Total Solar Eclipse on 24 October 1995

Perhaps the earliest scholars of science were the Greeks that lived 2,000 to 3,000 years ago. They observed that, as Sunlight stopped falling on the Moon during an eclipse, it stopped shining. From this, they reasoned that the Moon had no light of its own - shining only by reflecting light from the Sun.

Successive eclipses produced more profound thinking by the Greeks. They noted that as the Earth’s shadow moved over the lunar disk, its edge was not straight but curved. From this they deduced that the Earth must be round – a sphere.

The discovery of the Sun's outer atmosphere, otherwise known as the corona, occurred during the total phase of a solar eclipse – the only time it's on show. Until the advent of the space age, we had no other way of studying this part of the Sun.

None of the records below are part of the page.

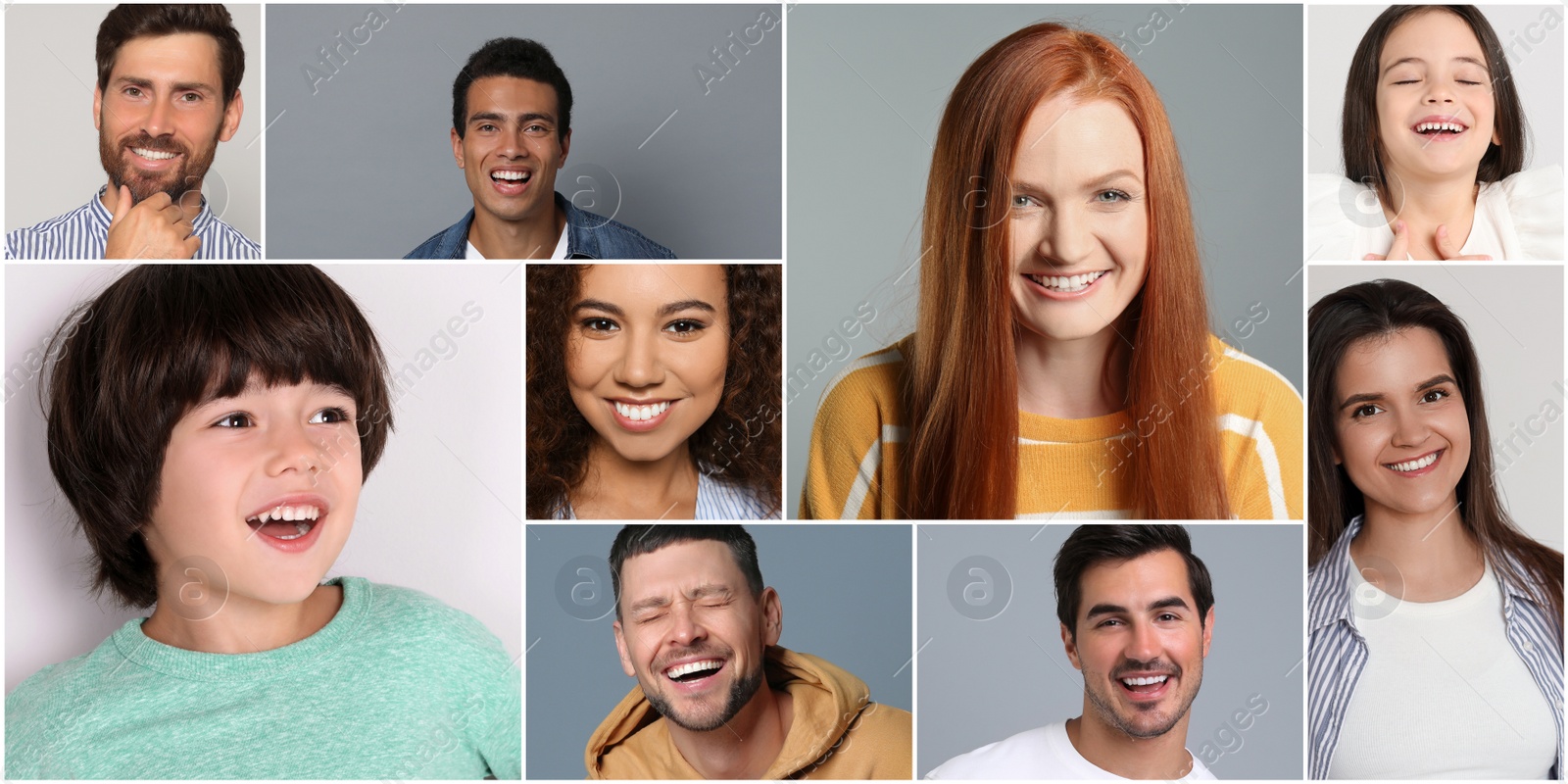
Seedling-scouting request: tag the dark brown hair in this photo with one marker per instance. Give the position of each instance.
(164, 339)
(742, 443)
(1094, 545)
(1360, 141)
(963, 388)
(1379, 310)
(129, 21)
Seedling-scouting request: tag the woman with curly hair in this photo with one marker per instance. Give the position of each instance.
(655, 392)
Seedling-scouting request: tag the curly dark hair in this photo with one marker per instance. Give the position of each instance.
(741, 443)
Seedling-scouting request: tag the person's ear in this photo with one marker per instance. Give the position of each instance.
(1071, 647)
(772, 616)
(231, 117)
(1207, 631)
(619, 647)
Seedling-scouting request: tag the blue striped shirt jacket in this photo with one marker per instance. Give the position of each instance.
(83, 234)
(1337, 653)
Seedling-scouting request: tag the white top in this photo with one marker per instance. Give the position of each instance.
(1443, 694)
(1042, 753)
(556, 256)
(1520, 219)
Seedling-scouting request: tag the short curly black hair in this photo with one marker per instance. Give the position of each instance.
(512, 57)
(164, 339)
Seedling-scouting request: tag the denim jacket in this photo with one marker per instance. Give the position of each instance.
(1337, 653)
(588, 235)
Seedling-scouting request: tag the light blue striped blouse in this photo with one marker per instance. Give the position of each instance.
(715, 501)
(1337, 653)
(83, 234)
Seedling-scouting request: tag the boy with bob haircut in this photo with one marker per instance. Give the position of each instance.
(212, 427)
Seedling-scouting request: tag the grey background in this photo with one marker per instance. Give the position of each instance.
(51, 146)
(844, 590)
(1515, 318)
(1537, 74)
(867, 86)
(984, 681)
(365, 167)
(439, 514)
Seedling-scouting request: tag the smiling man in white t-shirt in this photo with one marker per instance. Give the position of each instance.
(1137, 613)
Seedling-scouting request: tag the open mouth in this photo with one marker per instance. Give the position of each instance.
(286, 522)
(1411, 466)
(1066, 282)
(695, 671)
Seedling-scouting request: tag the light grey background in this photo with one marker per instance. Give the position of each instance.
(1515, 318)
(984, 681)
(867, 86)
(363, 169)
(1337, 30)
(439, 514)
(844, 590)
(51, 146)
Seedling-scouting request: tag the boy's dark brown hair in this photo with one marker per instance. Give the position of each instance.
(164, 339)
(130, 21)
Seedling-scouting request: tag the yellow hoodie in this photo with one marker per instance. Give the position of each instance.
(838, 733)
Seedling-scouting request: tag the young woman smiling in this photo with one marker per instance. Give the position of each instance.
(1434, 623)
(1434, 146)
(655, 391)
(1062, 363)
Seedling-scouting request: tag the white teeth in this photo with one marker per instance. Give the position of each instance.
(289, 514)
(640, 413)
(1144, 681)
(694, 666)
(1416, 465)
(1068, 282)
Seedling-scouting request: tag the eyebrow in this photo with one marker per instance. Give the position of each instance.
(1117, 609)
(702, 592)
(668, 310)
(1374, 397)
(498, 117)
(1416, 60)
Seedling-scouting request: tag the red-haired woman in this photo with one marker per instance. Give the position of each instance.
(1062, 365)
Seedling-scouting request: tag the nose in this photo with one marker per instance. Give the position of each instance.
(290, 449)
(1065, 239)
(640, 366)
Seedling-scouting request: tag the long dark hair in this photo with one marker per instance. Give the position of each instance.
(742, 443)
(1382, 308)
(1360, 141)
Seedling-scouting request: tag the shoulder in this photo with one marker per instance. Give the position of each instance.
(1531, 203)
(446, 242)
(1026, 755)
(600, 237)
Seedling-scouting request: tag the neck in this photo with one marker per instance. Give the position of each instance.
(243, 626)
(532, 237)
(1434, 554)
(1110, 750)
(662, 488)
(1071, 378)
(1424, 204)
(747, 745)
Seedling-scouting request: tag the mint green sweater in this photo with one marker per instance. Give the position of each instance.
(396, 687)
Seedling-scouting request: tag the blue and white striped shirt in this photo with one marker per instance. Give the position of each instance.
(83, 234)
(715, 501)
(1337, 653)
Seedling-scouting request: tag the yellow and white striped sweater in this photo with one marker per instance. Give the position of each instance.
(1068, 467)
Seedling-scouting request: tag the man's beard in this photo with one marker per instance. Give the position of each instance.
(741, 692)
(177, 182)
(1107, 710)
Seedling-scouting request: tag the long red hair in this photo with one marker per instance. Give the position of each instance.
(963, 394)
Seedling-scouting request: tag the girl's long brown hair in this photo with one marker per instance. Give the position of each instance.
(963, 394)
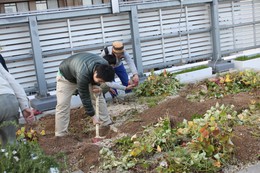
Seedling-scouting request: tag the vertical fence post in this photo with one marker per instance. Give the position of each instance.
(37, 57)
(217, 63)
(43, 101)
(215, 31)
(136, 43)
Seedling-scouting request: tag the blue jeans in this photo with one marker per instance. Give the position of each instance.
(123, 76)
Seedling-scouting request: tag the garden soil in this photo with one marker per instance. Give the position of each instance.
(129, 118)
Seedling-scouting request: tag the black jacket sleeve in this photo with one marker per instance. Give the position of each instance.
(2, 61)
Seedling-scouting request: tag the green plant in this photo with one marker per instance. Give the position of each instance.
(201, 145)
(24, 157)
(226, 84)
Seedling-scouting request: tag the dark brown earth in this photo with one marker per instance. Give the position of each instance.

Eclipses have helped mankind understand many more phenomena. We've worked out that the degree of darkness of a lunar eclipse, as well as the colour of the Moon during the eclipse, are due to the effect of the gases in the Earth’s atmosphere: gases that light has to pass through before it hits the Moon's surface. This knowledge gives us important clues to atmospheric conditions.

By measuring the positions of stars near the Sun at the only time they can be seen – during a solar eclipse - we've also been able to prove relativity, Einstein's revolutionary theory about the universe.

Finally, because we can calculate the dates of past eclipses as well as future ones, we have a reliable and accurate way of establishing the exact dates of historical events that records say coincided with these rare occurrences.